Per aggirare i problemi linguistici connessi alla comunicazione verbale (il loro linguaggio ha con l’inglese solo una lontana somiglianza) Falci ha allestito un setting imperniato su quella non verbale: a coppie d’individui appartenenti alle
due diverse comunità è stato richiesto di sedere l’uno di fronte all’altro e di guardarsi ininterrottamente negli occhi per
un tempo di tre minuti. La videoistallazione riproduce visivamente questo setting, evidenziando le comunicazioni non
verbali che intercorrono tra le coppie di volta in volta riprese”.
Domenico Nardone
Rudina Hoxhaj
Thinking Wide (2008), still video, stampa fotografica su alluminio cm 14x25.
Il video è una lunga inquadratura fissa (dal buio di un interrno) di una finestra da cui si vede, solo un cielo azzurro, che di
tanto in tanto viene attraversato obliquamente da qualche aereo, presumibilmente decollato da un vicino aeroporto. La
visione crea una singolare sospenzione spazio-temporale, stimolata da una tensione contemplativa interrotta solo per
un attimo da quei rapidi eventi visivi e sonori (il rumore dei motori dei jet).

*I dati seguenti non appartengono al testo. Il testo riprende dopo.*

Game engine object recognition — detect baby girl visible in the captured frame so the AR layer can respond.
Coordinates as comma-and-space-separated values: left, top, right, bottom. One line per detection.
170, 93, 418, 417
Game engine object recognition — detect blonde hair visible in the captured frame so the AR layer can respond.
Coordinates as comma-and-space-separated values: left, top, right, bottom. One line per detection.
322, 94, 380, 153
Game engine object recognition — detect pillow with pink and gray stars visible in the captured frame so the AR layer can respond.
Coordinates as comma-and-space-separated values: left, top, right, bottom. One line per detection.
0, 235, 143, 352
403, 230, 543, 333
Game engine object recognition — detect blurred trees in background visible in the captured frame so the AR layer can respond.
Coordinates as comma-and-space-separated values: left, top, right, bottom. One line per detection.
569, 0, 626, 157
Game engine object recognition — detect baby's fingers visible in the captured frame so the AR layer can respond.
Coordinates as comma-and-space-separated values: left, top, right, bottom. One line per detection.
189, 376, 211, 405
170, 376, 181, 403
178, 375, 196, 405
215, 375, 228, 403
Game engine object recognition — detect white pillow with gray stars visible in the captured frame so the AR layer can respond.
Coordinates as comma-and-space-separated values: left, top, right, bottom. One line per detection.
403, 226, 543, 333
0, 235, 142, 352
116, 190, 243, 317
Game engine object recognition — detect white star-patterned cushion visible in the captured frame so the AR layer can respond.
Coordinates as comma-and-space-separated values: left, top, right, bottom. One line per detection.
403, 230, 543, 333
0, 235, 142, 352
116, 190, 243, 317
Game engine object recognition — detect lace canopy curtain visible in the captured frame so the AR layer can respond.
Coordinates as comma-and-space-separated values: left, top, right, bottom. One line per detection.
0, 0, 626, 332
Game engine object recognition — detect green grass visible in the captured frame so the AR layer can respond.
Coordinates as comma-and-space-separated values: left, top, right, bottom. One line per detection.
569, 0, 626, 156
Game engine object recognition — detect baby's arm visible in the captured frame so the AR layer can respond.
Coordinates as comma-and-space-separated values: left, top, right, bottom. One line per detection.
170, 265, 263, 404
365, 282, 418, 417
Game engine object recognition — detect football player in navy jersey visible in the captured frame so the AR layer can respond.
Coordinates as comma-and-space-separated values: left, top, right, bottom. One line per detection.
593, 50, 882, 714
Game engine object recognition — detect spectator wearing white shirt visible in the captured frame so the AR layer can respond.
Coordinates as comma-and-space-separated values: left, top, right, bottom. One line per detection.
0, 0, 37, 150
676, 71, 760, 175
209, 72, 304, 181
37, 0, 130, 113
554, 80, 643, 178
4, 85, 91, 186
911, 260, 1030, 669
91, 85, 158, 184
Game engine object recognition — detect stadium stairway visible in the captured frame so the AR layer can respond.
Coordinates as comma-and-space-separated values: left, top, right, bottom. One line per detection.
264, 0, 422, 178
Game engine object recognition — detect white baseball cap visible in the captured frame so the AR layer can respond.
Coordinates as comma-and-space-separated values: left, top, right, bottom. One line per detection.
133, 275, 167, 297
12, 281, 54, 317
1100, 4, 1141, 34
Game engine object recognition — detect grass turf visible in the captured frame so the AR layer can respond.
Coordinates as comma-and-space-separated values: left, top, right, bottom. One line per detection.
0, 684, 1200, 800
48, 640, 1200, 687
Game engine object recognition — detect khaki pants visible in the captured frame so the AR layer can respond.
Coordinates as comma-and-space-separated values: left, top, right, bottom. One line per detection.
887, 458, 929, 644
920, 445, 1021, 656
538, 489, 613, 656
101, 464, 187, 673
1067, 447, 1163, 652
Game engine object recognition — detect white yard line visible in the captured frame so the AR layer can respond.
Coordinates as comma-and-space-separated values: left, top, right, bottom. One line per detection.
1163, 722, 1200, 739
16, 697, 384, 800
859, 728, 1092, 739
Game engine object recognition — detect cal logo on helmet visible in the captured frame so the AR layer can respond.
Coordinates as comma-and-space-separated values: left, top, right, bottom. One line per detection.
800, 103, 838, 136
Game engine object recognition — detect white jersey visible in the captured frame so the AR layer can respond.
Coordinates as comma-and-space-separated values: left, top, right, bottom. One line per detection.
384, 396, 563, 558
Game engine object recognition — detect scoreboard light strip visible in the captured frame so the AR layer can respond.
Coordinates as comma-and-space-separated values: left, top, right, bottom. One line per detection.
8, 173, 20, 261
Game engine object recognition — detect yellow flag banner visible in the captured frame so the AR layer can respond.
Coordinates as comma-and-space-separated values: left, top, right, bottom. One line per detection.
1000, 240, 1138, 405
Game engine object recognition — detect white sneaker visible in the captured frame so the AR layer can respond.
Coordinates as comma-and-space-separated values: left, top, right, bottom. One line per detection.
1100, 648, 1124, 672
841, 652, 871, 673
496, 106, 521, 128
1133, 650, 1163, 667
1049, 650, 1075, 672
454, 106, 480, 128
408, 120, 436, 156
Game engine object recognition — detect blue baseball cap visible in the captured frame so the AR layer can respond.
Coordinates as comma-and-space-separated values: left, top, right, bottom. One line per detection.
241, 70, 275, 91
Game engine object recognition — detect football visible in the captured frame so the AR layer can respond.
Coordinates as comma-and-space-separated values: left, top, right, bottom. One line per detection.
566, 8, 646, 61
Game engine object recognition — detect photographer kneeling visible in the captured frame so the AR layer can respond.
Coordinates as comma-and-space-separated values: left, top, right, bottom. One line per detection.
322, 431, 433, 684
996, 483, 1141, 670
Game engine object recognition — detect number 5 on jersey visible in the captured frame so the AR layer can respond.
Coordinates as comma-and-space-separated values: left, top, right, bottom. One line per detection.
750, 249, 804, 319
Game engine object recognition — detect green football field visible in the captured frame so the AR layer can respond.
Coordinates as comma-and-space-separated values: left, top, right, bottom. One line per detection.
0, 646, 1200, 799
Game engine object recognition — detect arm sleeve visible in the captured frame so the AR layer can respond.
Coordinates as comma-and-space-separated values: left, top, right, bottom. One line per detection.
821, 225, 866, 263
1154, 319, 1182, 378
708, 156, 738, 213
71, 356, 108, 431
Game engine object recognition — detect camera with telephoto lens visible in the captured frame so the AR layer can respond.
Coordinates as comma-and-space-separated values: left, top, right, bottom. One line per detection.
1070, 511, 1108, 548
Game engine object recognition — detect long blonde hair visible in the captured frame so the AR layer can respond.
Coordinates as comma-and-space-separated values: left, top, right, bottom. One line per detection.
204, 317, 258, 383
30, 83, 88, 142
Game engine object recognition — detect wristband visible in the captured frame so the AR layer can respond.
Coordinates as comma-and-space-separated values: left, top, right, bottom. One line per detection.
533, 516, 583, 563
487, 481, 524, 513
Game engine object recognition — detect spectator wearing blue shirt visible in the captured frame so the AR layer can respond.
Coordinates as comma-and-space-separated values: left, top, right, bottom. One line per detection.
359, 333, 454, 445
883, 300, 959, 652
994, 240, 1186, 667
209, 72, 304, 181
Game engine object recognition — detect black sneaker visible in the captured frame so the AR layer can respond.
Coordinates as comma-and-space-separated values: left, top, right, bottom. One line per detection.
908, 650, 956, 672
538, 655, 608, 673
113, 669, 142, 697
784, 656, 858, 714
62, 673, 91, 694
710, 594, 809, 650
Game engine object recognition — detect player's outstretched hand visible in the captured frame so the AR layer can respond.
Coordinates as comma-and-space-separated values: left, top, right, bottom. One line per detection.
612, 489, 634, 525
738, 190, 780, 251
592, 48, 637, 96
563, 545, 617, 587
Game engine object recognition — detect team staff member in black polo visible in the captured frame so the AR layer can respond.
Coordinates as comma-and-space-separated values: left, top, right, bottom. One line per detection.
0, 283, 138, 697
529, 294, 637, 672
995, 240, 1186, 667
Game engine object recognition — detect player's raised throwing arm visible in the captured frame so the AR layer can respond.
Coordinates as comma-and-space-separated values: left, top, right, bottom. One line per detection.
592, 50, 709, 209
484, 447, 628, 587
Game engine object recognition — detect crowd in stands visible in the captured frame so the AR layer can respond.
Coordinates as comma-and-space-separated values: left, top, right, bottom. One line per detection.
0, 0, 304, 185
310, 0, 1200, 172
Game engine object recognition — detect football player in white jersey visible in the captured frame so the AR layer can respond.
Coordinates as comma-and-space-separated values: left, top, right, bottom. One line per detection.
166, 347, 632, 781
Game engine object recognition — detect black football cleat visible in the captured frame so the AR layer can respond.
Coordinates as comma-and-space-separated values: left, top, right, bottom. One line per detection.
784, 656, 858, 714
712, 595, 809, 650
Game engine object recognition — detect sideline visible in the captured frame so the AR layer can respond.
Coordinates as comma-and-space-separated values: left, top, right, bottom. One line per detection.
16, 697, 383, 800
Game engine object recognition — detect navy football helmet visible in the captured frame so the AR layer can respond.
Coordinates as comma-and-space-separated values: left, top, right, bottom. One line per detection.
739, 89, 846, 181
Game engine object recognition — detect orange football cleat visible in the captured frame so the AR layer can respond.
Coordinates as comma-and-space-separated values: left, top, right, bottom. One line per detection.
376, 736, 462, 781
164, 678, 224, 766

Il lavoro sembra invitare a una meditazione
sul destino e il senso dell’esistenza umana.
Testo da Catalogo Video.it 2009, Artegiovane, a cura di Francesco Poli, Francesco Bernardelli, Mario Gorni, Paola Nicita e Cristina Perrella.
Mario Oleari
Senza titolo (2007),
Stampa fotografica su alluminio, dimensione cm 15x21.
Per gioco, ma anche per necessità il cane Jaix diventa il segno di Mario Oleari. Questo segno è l’impronta che, attraverso graffiti o stickers, viene impressa sui pannelli stradali di Londra così come alle fermate d’autobus di altre città.
Secondo una sorta di trattamento omeopatico della banalità, il cane Jaix, leitmotiv, mascotte e ispirazione ossessiva, si
trasforma in un logo, afasico linguaggio, anonima reclame:
L’icona ironica Jaix, non solo è specchio della quotidiana banalità, ma contemporaneamente intima e sottile denuncia
sociale.
L’uso di animali nell’arte, ricorda artisti come Damien Hirst e Maurizio Cattelan, ma, diversamente da loro, la ricerca
artistica di Mario Oleari si ispira alla cultura underground e con interventi “parassitari” e quasi anonimi “spalma” la sua
dentità personale sul tessuto urbano. L’artista e il cane Jaix: un supporto reciproco, un terreno comune, una forma di
scambio, un’alleanza capace di fare nascere “la terza mente”, secondo la definizione di William S. Burroughs:
“Due menti eccezionali che si fondono per crearne una terza totalmente distinta e inimitabile”.
Caterina rossato
Lame (2009), Matita, penna roll, pennarello indelebile su tela cm 80x100.
(Lame (2009), è un disegno composto da lunghissime serie di oggetti ripetuti in tutte le loro possibili varianti o schemi di
grandi dimensioni che analizzano, attraverso una fitta rete di collegamenti, ogni aspetto dello scibile: un continuo esercizio di conoscenza e frantumazione del reale, un desiderio urgente di catalogazione e controllo, un metodo necessario
per fare chiarezza e per liberare la mente.